Genau das hatte die EU-Kommission mit der ursprünglich geplanten EU-Dienstleistungsrichtlinie festschreiben wollen, war aber an den unerwartet heftigen, europaweiten Aktionen und Demonstrationen gescheitert. Mit Tücke und Finesse wurde sodann an der Neuinterpretation der EU-Entsenderichtlinie gebastelt. Die schreibt zwar die Gleichbehandlung entsandter Arbeitnehmer vor, lässt dem Europäischen Gerichtshof aber genug Spielraum, die Pflicht zur Gleichbehandlung auf Mindeststandards wie gesetzliche Mindestlöhne zu reduzieren. Schließlich, so sehen das die Europa-Richter im Verein mit der EU-Kommission, würde etwa ein entsendender Handwerksbetrieb unbillig in seinem Wettbewerbsvorteil begrenzt, wenn er jeweils landesübliche Tarife zahlen müsste.

Und im Dienste der wirtschaftlichen Freiheiten macht der Gerichtshof auch vor den Grundrechten nicht Halt.
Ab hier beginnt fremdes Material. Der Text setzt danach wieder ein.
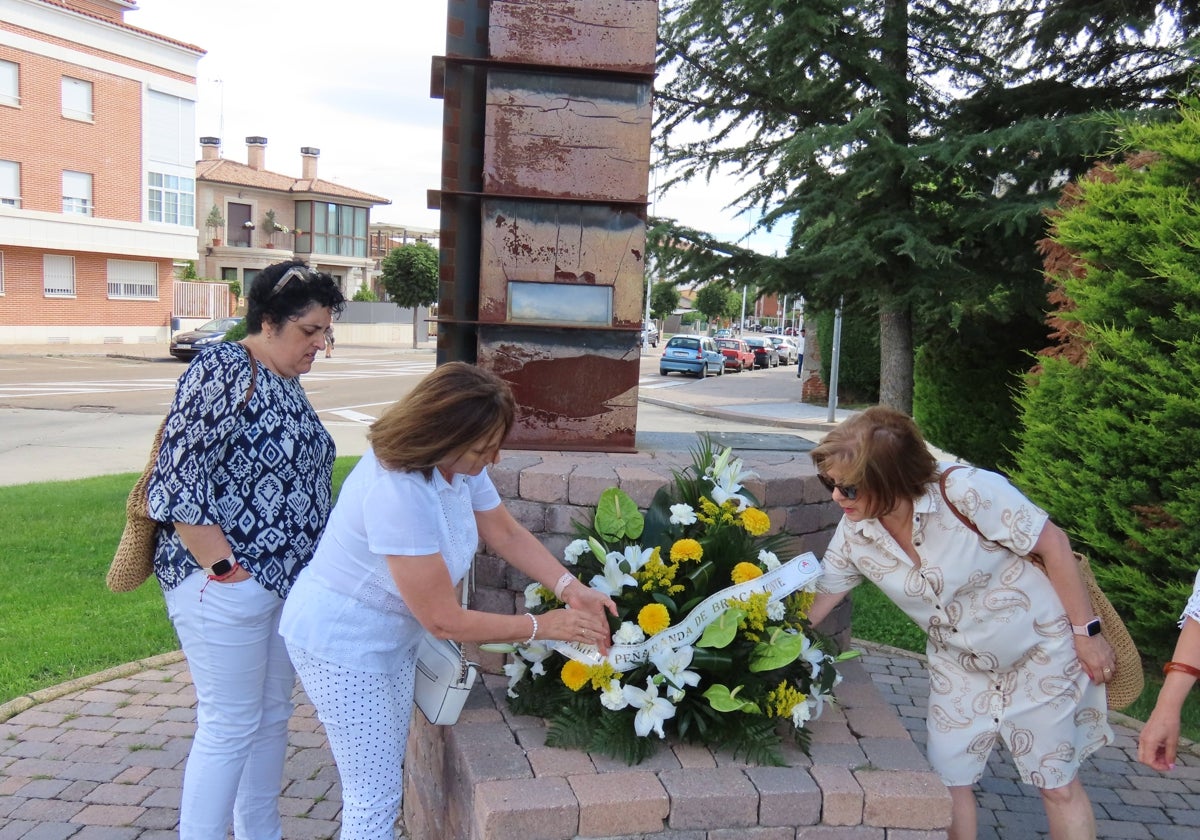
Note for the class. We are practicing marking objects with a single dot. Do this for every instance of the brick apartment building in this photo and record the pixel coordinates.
(96, 172)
Per Urteil schreibt er vor, die Versammlungs- und die Meinungsfreiheit, ja sogar die Menschenwürde hätten im Einklang mit der unternehmerischen Dienstleistungsfreiheit und dem Schutz des freien Warenverkehrs zu stehen. Wer Europa will, muss sich diesem höchstrichterlichen Angriff auf die Verfassung und die nationalen Schutz- und Arbeitsrechte widersetzen. Auf dem Spiel steht nicht weniger als die europäische Idee: ein Europa des sozialen Friedens und der Demokratie.